Al hilo de este asunto, adquieren especial relevancia las recientes protestas protagonizadas por diversas asociaciones de profesores de francés ante la supresión del carácter obligatoria del mencionado segundo idioma en Bachillerato, que pasaría a ser optativo. Pero hagamos un poco de historia. Durante décadas, en los sucesivos planes de enseñanza, el francés había sido preponderante, si bien existía la posibilidad de cursar una segunda lengua. A partir de 1970, con la implantación de la Ley General de Educación, que reconocía una demanda creciente del inglés, se produjo un movimiento pendular en sentido inverso, y el legislador, yendo más allá de lo pedagógico y culturalmente razonable, cedió a las presiones políticas del momento y situó al inglés en una posición de privilegio que condujo, en la práctica, a la desaparición de la segunda lengua. En consecuencia, multitud de profesores pertenecientes a la enseñanza pública – la privada los despedía, sin más, por falta de 'clientela' – se vieron  forzados a 'renovarse' (¡hubo quien puso en venta su biblioteca!) a fin de  completar sus escuálidos horarios con las llamadas "materias afines", una especie de cajón de sastre que obligaba al 'degradado' docente a impartir materias que le eran completamente ajenas.  Primer fraude.

Al cabo del tiempo, los 'diseñadores' de planes de enseñanza aciertan al rectificar una política que imponía "una especie de colonialismo lingüístico" (Lain Entralgo), que "trataba de imponer modos y formas de ser y de pensar ajenos a nuestra cultura" (Díez del Corral) y que, "lejos de enriquecer nuestro acervo, conducen a un empobrecimiento fruto de la uniformidad" (Lázaro Carreter). Ni que decir tiene que en el resto de los países europeos, menos proclives a la improvisación, se estudiaba – se estudia – una segunda e, incluso, una tercera lengua moderna. Y de este modo, se llega a la ansiada 'restauración'; pero, como no existe dicha completa, el segundo idioma queda excluido de las pruebas de acceso a la universidad (selectividad), lo que en la práctica equivale a catalogarlo como  "maría". Otro fraude, pues  tampoco se consigue el objetivo de afianzar el dominio y la competencia del idioma  "único". Pero aún quedaba un varapalo: el "incómodo" segundo idioma tendrá la consideración de obligatorio sólo en 1º de Bachillerato. El fraude, pues, se consolida.

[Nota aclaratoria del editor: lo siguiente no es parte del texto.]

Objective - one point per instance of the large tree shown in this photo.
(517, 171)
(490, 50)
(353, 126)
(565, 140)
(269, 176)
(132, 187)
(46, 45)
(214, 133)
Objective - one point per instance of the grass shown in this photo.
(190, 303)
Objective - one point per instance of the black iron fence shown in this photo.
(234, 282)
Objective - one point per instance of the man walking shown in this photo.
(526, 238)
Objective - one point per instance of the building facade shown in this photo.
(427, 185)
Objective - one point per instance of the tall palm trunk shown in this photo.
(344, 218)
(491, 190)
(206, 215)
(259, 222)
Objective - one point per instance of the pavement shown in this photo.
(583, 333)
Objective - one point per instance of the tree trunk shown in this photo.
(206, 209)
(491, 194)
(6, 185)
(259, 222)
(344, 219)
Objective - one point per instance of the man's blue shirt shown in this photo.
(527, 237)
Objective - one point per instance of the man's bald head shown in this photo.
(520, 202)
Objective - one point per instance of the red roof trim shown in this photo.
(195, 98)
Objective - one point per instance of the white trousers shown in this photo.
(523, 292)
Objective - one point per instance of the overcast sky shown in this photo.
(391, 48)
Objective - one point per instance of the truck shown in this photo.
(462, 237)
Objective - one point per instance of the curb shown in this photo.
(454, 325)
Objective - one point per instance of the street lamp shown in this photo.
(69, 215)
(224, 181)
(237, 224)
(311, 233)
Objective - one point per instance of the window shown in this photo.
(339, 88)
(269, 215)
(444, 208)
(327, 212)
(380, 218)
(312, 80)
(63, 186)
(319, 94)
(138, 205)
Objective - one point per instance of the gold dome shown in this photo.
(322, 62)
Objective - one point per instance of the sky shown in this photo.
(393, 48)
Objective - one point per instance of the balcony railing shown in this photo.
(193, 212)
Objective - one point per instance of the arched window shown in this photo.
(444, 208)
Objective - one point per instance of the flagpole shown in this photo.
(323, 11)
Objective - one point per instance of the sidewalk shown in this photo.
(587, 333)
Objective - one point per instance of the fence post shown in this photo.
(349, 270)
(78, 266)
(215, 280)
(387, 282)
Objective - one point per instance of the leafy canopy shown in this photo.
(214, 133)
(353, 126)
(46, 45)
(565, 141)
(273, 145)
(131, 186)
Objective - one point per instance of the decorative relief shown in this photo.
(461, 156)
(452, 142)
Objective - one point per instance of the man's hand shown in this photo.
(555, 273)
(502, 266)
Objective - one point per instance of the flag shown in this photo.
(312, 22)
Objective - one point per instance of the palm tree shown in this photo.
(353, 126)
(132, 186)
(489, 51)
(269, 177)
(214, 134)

 ¿Y qué decir de la metodología?  Los que conocimos 'la voz del profesor' como único modelo o patrón de escucha y que, con el paso del tiempo, hicimos de la enseñanza nuestra profesión, pudimos disfrutar del privilegio de aquellos discos microsurco, con su impedimenta en forma de tocadiscos con sus correspondientes altavoces, lo que, a su vez, dio paso a los "laboratorios de idiomas" y a las grabaciones en cinta magnetofónica, hasta llevarnos a la cassette y al CD, sin olvidar la preciosa aportación del vídeo/ DVD e incluso del ordenador.

Y, sin embargo, pese a disponer de tan valiosos elementos auxiliares, ¿cómo se explican resultados tan decepcionantes que, entre otras cosas, desmontan la manida excusa de la "falta de medios"? Sencillamente porque se siguen métodos antediluvianos, basados ¡todavía! en la traducción, en ristras de vocabulario sin contextualizar, métodos, insisto, que aburrirían a las ovejas (acuden a mi memoria los Ollendorf, Roberston o el "My tailor is rich and my father is poor"), que no estimulan ciertamente el uso real de la  lengua. Se produce así una especie de círculo vicioso: no se aprende nada práctico; por consiguiente, su elección constituye una pérdida de tiempo. ¿Puede llamarse a esto "progreso"?

(1) Me permito reproducir el comentario de una ex Consejera de Educación que, en su candidez, afirmaba: "Hay que admitir que nuestros alumnos no se expresan bien en inglés", fantástico descubrimiento, rebosante de un optimismo absolutamente infundado, del que podría deducirse, erróneamente, que saben expresarse en castellano.